Implementing EAP materials as actuators requires the availability of a properties database and scaling laws to allow the actuator or transducer designer to determine their response at the operational conditions. A metric for the comparison of these materials' properties with other electroactive materials and devices is needed to support users in the implementation of these materials as actuators of choice. In selecting characterization techniques it is instructive to look at the various classes of electroactive Polymers and the source of their strain-field response. Generally, two main classes can be identified [Chapter 1 and Topic 3]:
(1) Electronic EAP materials - These are mostly materials that are dry and are driven by the electric field or Coulomb forces. This category includes piezoelectrics, and electrostrictive and ferroelectric materials. Generally these materials are polarizable with the strain being coupled to the electric displacement. The strain of electrostrictive and ferroelectric materials is proportional to the square of the polarization or electric displacement. In piezoelectric materials the strain couples linearly to the applied field or electric displacement. Charge transfer in these materials is in general electronic and at dc fields they behave as insulators. These properties have been studied for over a century in single crystals and for over three decades in polymers.

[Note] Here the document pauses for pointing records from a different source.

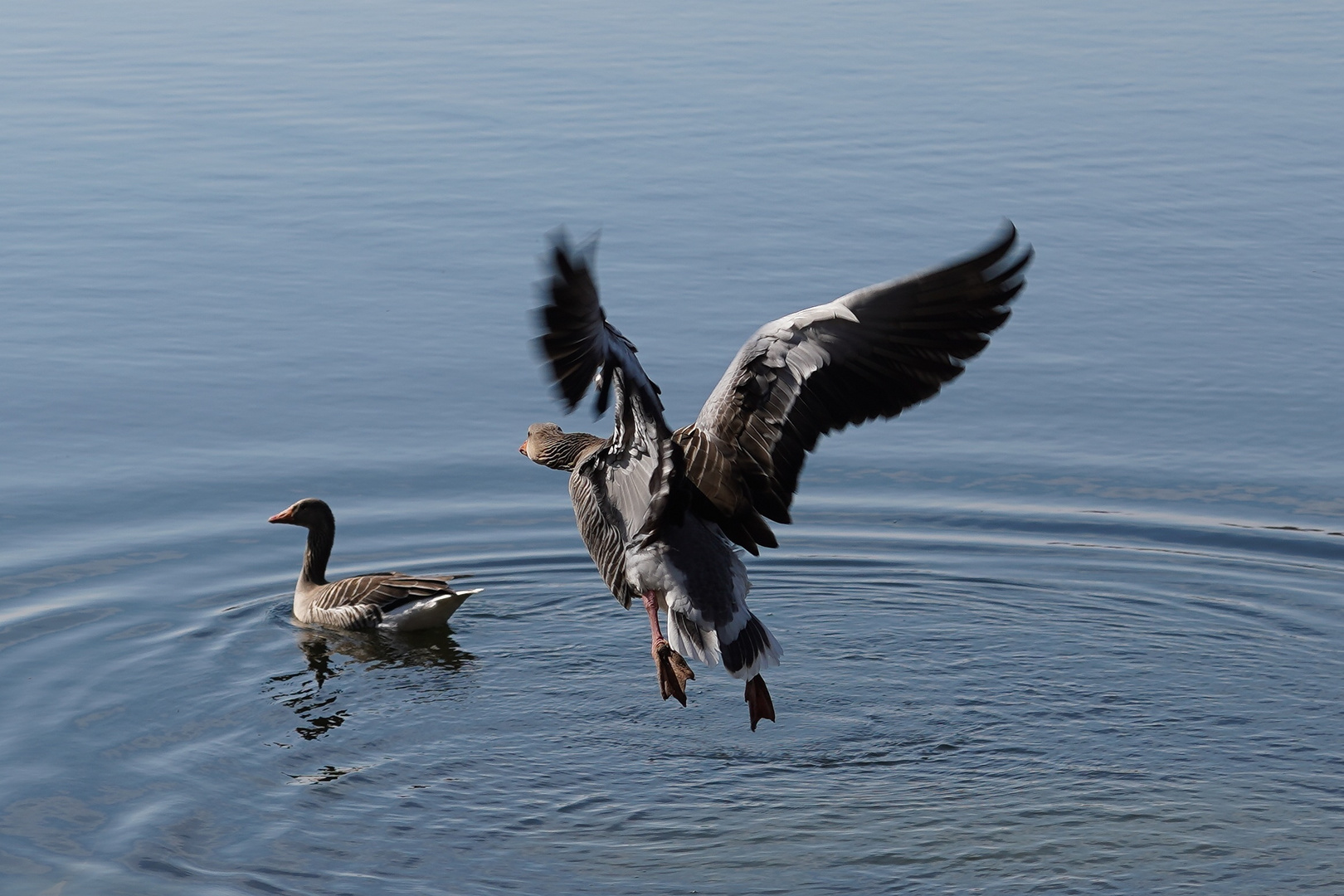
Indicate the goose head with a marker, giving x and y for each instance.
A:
(309, 514)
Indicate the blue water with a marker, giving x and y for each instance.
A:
(1073, 626)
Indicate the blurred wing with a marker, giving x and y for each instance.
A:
(578, 344)
(866, 355)
(622, 490)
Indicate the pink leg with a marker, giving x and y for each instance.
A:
(672, 670)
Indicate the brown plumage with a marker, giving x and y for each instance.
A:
(382, 599)
(657, 509)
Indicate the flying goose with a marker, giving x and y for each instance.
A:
(660, 511)
(386, 601)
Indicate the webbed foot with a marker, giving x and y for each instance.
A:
(758, 702)
(672, 672)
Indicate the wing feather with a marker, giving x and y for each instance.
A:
(624, 490)
(869, 353)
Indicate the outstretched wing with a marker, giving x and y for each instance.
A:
(626, 489)
(866, 355)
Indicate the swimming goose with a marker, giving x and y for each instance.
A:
(660, 511)
(386, 601)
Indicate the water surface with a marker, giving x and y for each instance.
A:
(1073, 626)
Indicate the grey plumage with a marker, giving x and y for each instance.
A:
(659, 511)
(379, 599)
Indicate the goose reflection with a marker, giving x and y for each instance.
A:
(329, 655)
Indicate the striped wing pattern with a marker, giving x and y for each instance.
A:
(869, 353)
(360, 602)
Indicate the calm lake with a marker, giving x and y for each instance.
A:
(1074, 626)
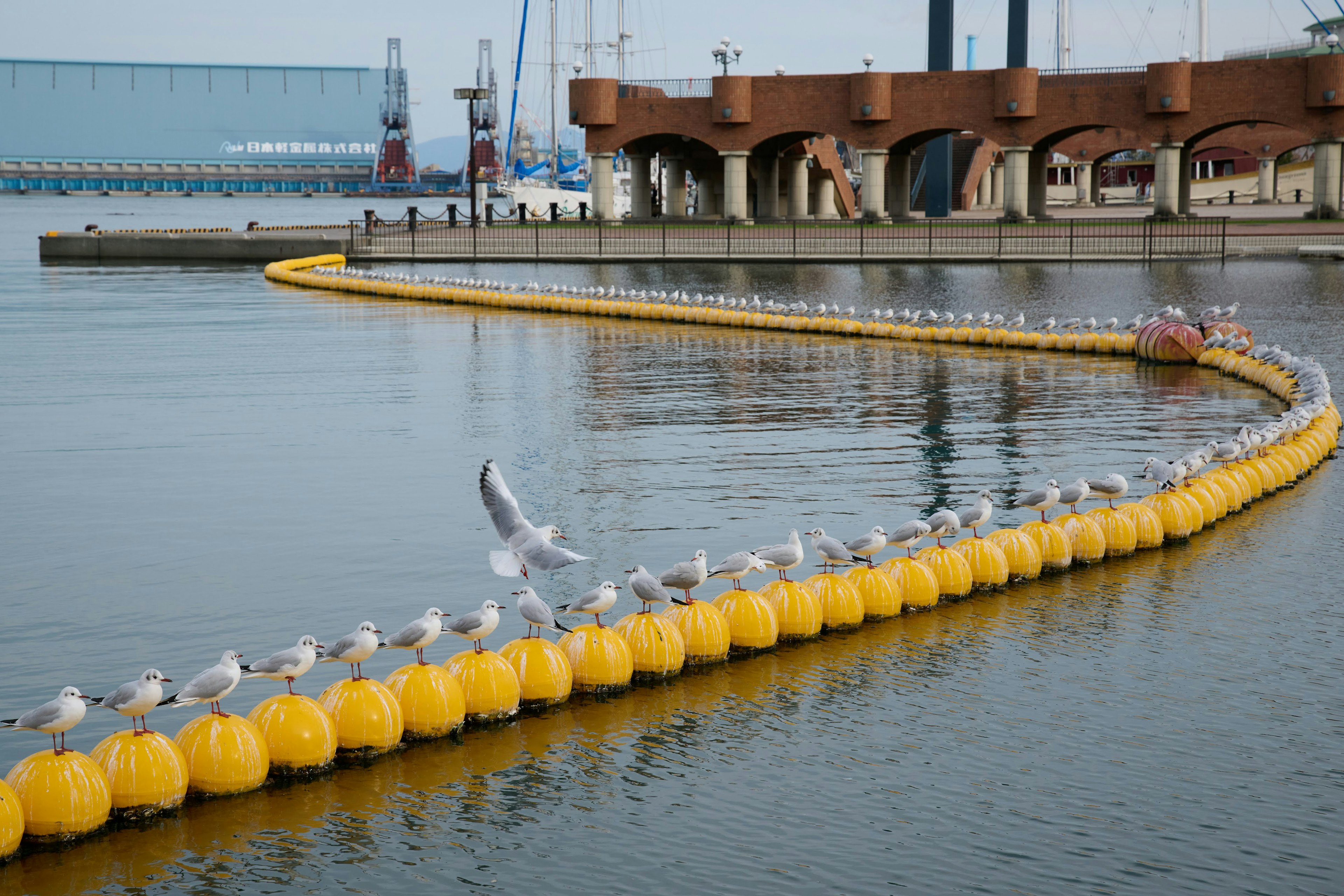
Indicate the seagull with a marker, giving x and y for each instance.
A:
(211, 686)
(1041, 500)
(478, 624)
(908, 534)
(53, 718)
(525, 542)
(686, 576)
(978, 514)
(1112, 487)
(1073, 494)
(536, 612)
(783, 557)
(737, 566)
(287, 665)
(944, 523)
(136, 699)
(355, 648)
(597, 602)
(648, 589)
(831, 551)
(869, 543)
(419, 635)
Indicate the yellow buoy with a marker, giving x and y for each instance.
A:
(11, 821)
(1054, 544)
(987, 562)
(600, 659)
(796, 608)
(432, 702)
(544, 671)
(61, 797)
(1172, 512)
(1021, 552)
(146, 774)
(1117, 530)
(917, 582)
(300, 734)
(225, 754)
(368, 715)
(842, 605)
(752, 622)
(951, 569)
(704, 630)
(1086, 541)
(1148, 526)
(880, 592)
(655, 644)
(490, 684)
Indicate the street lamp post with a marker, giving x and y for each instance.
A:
(471, 96)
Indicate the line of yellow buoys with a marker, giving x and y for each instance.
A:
(49, 796)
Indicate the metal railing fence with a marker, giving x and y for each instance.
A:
(659, 238)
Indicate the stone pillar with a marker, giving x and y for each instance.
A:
(768, 186)
(1016, 162)
(642, 190)
(898, 172)
(1326, 181)
(674, 189)
(1183, 202)
(736, 186)
(798, 186)
(1267, 182)
(826, 197)
(1167, 179)
(603, 189)
(1038, 167)
(1083, 181)
(874, 183)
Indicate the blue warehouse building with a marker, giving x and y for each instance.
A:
(150, 128)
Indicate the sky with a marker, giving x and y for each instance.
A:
(670, 40)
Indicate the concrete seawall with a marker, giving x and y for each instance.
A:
(246, 246)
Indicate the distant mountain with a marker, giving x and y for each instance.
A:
(445, 152)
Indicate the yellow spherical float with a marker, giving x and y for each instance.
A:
(842, 605)
(917, 582)
(1172, 512)
(61, 797)
(146, 774)
(949, 567)
(1056, 547)
(432, 702)
(798, 609)
(490, 684)
(1086, 541)
(752, 622)
(368, 715)
(656, 645)
(300, 734)
(600, 659)
(880, 592)
(11, 821)
(225, 754)
(1019, 551)
(544, 671)
(1119, 531)
(987, 561)
(705, 632)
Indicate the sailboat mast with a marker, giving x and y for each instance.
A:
(555, 136)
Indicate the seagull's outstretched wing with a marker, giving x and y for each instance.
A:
(542, 555)
(500, 503)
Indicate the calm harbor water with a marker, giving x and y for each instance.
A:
(195, 460)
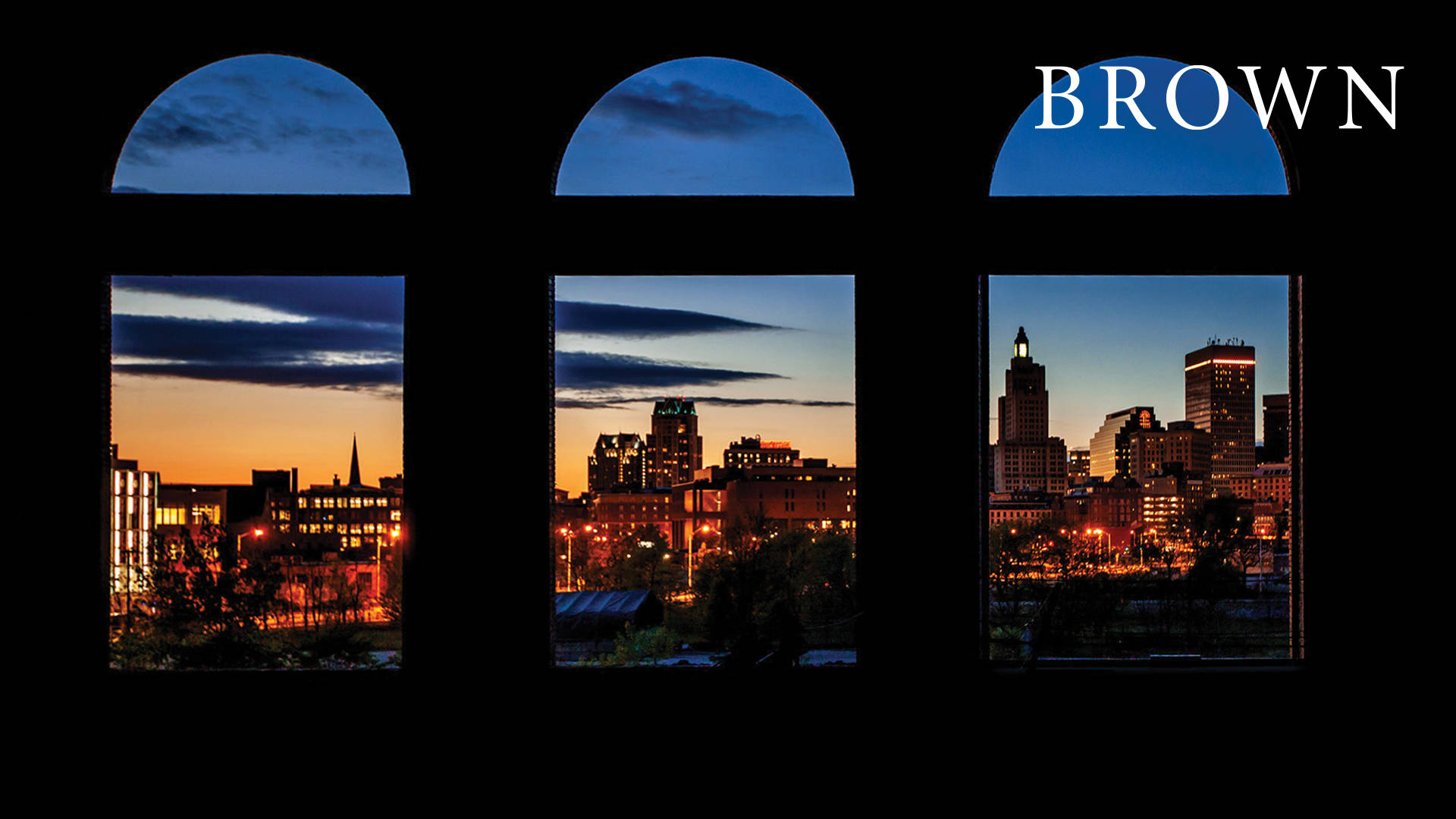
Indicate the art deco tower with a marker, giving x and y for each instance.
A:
(674, 449)
(1024, 458)
(1219, 400)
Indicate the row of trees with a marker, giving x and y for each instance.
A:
(1052, 588)
(199, 595)
(758, 592)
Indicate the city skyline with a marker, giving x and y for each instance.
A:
(758, 354)
(216, 376)
(1111, 343)
(1235, 156)
(262, 124)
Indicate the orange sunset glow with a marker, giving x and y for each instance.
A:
(218, 431)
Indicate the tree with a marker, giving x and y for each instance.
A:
(642, 558)
(392, 586)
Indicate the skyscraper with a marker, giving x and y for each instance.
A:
(617, 463)
(1219, 398)
(674, 447)
(1276, 428)
(1024, 457)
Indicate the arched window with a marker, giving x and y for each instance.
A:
(705, 126)
(262, 124)
(1235, 156)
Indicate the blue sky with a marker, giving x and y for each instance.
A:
(262, 124)
(759, 354)
(1111, 343)
(705, 126)
(1234, 156)
(215, 376)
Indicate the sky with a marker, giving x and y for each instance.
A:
(769, 356)
(705, 126)
(1117, 341)
(262, 124)
(216, 376)
(1234, 156)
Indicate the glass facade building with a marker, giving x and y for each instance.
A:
(1219, 400)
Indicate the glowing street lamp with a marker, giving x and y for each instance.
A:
(704, 531)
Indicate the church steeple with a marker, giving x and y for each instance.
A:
(354, 465)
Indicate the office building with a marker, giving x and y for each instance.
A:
(1079, 465)
(674, 449)
(1181, 449)
(758, 452)
(1219, 400)
(133, 529)
(353, 521)
(783, 497)
(1111, 447)
(618, 464)
(1024, 457)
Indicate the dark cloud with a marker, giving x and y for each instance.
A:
(366, 378)
(274, 354)
(178, 127)
(360, 299)
(595, 371)
(246, 83)
(601, 403)
(642, 322)
(237, 343)
(321, 93)
(691, 110)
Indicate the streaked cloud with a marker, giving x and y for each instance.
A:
(213, 328)
(691, 110)
(628, 321)
(610, 401)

(2) Ionic EAP materials - These materials contain electrolytes and they involve transport of ions/molecules in response to an external electric field. Examples of such materials include conductive polymers, IPMCs, and ionic gels. The field controlled migration or diffusion of the various ionsâmolecules results in an internal stress distribution. These internal stress distributions can induce a wide variety of strains, from volume expansion or contraction, to bending. In some conductive polymers the materials exhibit both ionic and electronic conductivities. These materials are relatively new as actuator materials and have received much less attention in the literature than the piezoelectric and electrostrictive materials. At present, due to a wide variety of possible materials and conducting species, no generally accepted phenomenological model exists and much effort is underway to determine the commonalities of the various materials systems. A clearer understanding of the characterization techniques would help immensely in determining underlying theories and scaling laws for these actuator materials.